Он был высокого роста, с белоснежной сединой, строгим орлиным профилем. В выражении лица сочетались доброта и ирония, ум, скромность и гордость. Очень бедная квартирка была загромождена книгами. Рядом с пишущей машинкой и бумагами лежали недоеденные куски хлеба и сыра. Ринальдини стыдливо убрал их.
– Могу вам предложить лишь по стакану вина из Кафайате
[76]
. – Он достал бутылку.
– Мы только что встретили на улице Борхеса. – сказал Бруно.
Расставляя на столе стаканы, Ринальдини усмехнулся. Тут Бруно объяснил Мартину, что у падре есть очень серьезные работы о Борхесе.
– Да, но с тех пор много воды утекло, – возразил Ринальдини.
– Что, оправдываетесь?
– Да нет, – ответил тот несколько неуверенно, – просто теперь я бы написал по-другому. С каждым днем я все меньше выношу его рассказы.
– Однако стихи его вам, падре, очень нравились.
– Да, пожалуй, некоторые. Но есть много чепухи.
Бруно сказал, что его эти стихи трогают – они напоминают ему детство, прежний Буэнос-Айрес, старинные дворики, ушедшие времена.
– О да, – согласился Ринальдини. – Чего я не терплю, так это его философских, вернее сказать, псевдофилософских дивертисментов. Он писатель изобретательный, ловкий мистификатор. Я бы даже сказал, фальсификатор.
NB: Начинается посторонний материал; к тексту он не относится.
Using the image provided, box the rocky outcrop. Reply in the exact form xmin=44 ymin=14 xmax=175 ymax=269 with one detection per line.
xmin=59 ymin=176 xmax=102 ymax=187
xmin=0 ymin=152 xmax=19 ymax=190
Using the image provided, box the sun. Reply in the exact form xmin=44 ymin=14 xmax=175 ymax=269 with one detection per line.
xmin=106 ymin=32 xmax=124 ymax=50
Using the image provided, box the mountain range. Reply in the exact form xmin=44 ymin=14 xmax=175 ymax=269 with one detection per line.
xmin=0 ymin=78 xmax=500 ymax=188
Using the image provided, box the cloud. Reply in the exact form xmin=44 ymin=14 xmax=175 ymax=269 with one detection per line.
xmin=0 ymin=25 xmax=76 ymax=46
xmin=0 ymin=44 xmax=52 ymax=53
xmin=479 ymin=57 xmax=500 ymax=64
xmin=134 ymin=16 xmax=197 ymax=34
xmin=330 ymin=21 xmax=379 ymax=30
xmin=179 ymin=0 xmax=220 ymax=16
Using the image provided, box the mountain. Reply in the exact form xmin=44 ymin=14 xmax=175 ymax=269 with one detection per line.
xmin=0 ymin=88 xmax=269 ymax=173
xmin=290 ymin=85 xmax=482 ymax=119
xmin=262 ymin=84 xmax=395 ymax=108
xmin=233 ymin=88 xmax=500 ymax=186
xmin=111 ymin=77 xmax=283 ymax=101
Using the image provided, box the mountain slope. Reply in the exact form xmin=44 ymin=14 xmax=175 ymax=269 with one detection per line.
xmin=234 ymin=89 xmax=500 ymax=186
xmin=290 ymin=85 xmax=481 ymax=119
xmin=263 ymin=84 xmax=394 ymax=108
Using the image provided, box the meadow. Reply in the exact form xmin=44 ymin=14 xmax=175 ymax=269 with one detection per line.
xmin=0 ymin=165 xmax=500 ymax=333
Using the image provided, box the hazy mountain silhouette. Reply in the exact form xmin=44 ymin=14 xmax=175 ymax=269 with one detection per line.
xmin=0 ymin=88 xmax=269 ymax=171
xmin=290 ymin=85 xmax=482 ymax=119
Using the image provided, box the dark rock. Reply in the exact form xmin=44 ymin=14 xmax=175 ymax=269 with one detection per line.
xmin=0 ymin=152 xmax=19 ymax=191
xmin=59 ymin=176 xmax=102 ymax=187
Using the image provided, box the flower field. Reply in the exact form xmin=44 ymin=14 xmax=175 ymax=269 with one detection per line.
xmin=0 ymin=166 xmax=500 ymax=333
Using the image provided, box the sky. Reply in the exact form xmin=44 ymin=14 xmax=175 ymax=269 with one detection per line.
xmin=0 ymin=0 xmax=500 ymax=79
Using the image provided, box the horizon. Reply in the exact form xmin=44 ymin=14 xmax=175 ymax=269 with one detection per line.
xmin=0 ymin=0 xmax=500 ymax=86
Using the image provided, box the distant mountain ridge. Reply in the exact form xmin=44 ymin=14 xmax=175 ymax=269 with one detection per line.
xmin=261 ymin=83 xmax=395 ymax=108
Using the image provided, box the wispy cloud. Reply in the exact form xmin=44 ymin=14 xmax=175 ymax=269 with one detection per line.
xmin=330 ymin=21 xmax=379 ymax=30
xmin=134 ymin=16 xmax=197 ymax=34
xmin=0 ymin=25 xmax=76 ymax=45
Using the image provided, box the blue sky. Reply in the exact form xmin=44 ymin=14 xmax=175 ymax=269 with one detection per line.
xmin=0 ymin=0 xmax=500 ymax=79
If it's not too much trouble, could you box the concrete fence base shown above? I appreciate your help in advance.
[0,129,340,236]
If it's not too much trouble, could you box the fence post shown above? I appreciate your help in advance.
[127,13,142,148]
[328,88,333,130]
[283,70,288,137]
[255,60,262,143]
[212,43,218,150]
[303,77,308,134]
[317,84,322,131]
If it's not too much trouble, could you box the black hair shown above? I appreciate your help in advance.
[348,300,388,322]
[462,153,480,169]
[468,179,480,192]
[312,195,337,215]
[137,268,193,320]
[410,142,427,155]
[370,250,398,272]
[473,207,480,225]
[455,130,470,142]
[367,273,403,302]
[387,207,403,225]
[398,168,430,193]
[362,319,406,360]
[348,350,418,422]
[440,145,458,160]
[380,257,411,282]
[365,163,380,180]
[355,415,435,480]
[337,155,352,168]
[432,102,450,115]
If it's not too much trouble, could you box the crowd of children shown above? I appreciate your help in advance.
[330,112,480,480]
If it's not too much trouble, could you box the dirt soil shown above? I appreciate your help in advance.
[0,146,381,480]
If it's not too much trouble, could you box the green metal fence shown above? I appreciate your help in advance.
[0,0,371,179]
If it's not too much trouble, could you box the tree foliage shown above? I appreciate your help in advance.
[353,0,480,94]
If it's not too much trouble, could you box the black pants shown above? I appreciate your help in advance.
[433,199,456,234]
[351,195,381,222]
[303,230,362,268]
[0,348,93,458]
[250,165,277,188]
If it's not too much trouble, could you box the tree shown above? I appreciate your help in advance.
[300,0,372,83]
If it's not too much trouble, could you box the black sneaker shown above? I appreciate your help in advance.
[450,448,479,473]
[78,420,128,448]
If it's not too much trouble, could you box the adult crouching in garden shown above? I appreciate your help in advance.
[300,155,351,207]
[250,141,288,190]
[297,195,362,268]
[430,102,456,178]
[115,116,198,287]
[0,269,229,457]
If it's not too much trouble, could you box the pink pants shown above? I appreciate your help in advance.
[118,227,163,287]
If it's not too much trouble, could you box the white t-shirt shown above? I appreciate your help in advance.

– А все же, падре, в одной французской газете я читал рассуждение о философской глубине Борхеса.
Ринальдини с мефистофельской усмешкой предложил им сигареты.
– И не говорите…
Он поднес обоим огоньку, затем сказал:
– Возьмите любой из таких дивертисментов. Например, «Вавилонскую библиотеку». Здесь он жонглирует понятием бесконечного, смешивая его с неопределенным. Элементарное различие, о нем говорилось в любом завалящем трактате на протяжении двадцати пяти веков. И, естественно, из абсурдной посылки можно сделать любые выводы. Ех absurdo sequitur quodlibet. И вот из такой ребяческой ошибки он извлекает идею непостижимого мира, создает своего рода кощунственную притчу. Любой студент это знает, и я решусь «гипотетизировать», как выразился бы Борхес, что осуществление всех возможных вариантов сразу невозможно. Я могу стоять и могу сидеть, но не то и другое одновременно.
– А что вы скажете о новелле про Иуду?
[77]
– Один ирландский священник мне как-то сказал: Борхес английский писатель, который отправляется кощунствовать в предместья. Надо бы добавить: в предместья Буэнос-Айреса и философии. В богословском рассуждении, излагаемом сеньором Борхесом-Рунебергом, в этом своеобразном скандинавско-буэносайресовском кентавре, нет даже видимости логики. Это богословие в рисунках. Будь я художником-абстракционистом, я тоже мог бы изобразить курицу посредством треугольника и нескольких точек, но бульона куриного из этого не сваришь. Теперь вопрос – игра эта у Борхеса нарочитая или же спонтанная? Я хочу сказать: софист он или мистификатор? Шутить с подобным предметом счел бы для себя непозволительным любой порядочный человек, сколько ни говори, что это чистая литература.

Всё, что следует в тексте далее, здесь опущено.